Four of the Indiana traitors who fired on Federal soldiers, while engaged in arresting deserters' have been sentenced to pay a fine of $500 each.

The Washington Chronicle says the men in the North of Secession principles may possibly find a crumb of comfort in the fact that the Richmond Enquirer proposes to respond to their sympathies with the bayonet and artillery.

The Tribune says the aggregate vote in about six hundred townships in New York shows a small Republican majority. So much for the "unprecedented political success" of the Democrats.

At recent elections in Decatur, Ill, Cedar Rapids, and DeWitt, Iowa, all the Republican candidates were elected.

The United States iron-clad Galena is now at the mouth of the James river watching the movements of the rebel iron-clad Merrimac No. 2.

New Haven grocers are giving nutmege instead of pennies for small change. The Philadelphia mint is making nickels at the rate of $2,500 worth a day.

The milk producers of New York have determined to increase the price one cent a quart for the next six months.

The Washington Chronicle says:

‘ It would seem to be a well established fact now that a Confederate loan, based on cotton, has actually been negotiated.
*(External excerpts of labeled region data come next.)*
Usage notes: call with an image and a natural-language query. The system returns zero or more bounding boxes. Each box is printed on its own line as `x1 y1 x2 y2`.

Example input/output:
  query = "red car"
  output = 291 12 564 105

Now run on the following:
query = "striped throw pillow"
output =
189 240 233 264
’ The Alabama was seen on the 18th of February engaged in a "heavy fight."

The Chronicle says:

Mr. Seward has said we should look to the British Government for every dollar's worth of property destroyed by the Alabama, and protests against those war vessels building in England for the "Emperor of China," which will "drive our commerce from the ocean. "

’ No ladies are allowed to visit the military prison, or hospital at Louisville till they have taken the oath of allegiance.
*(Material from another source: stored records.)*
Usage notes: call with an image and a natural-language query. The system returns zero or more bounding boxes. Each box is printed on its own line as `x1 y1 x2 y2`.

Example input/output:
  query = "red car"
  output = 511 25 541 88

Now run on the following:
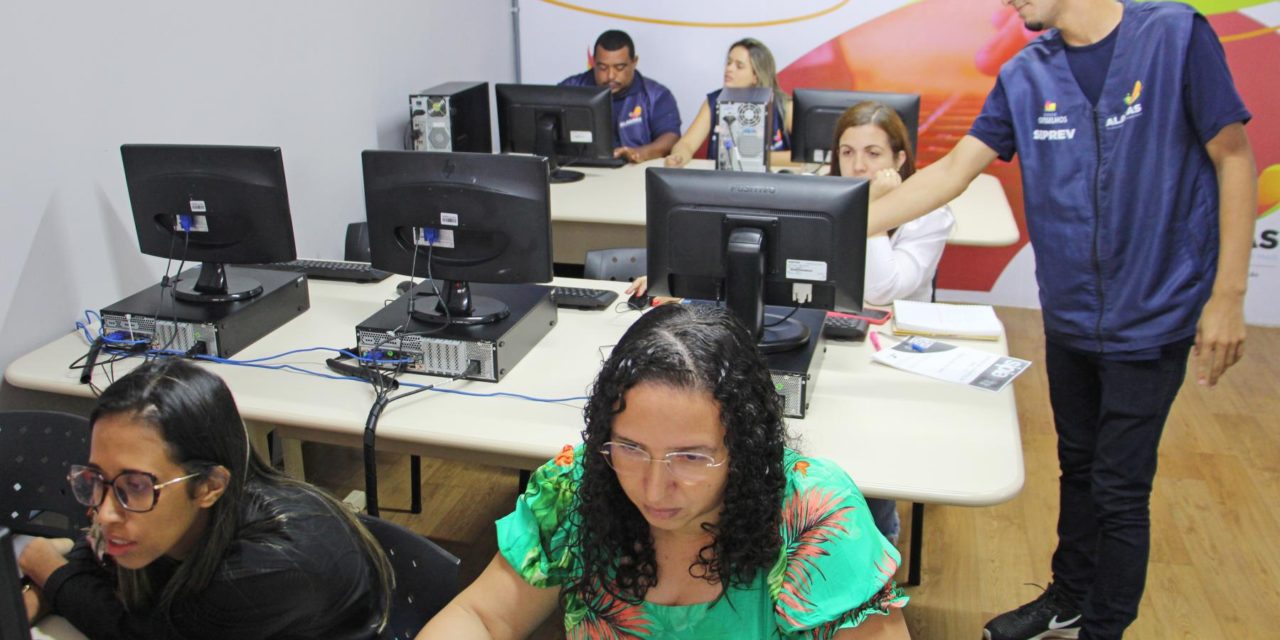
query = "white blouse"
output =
863 205 956 306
The Herald's Washington correspondence says the Republicans have sent the last man and last horse into the contest in New Hampshire. They say had the Democrats there found fault with the manner of carrying on the war, instead of the war itself, they would have swept the State.

Andy Johnson, of Tennessee, has arrived in Washington.

The General Assembly of New York has unanimously adopted a resolution appointing a committee of two Democrats and four Republicans to wait on President Lincoln and inquire the cause of the arrest and detention of certain citizens confined in Fort McHenry.

The Herald devotes considerable space to the "cut off" to Lake Providence, also the Yazoo Pass, both of which it regards as a success.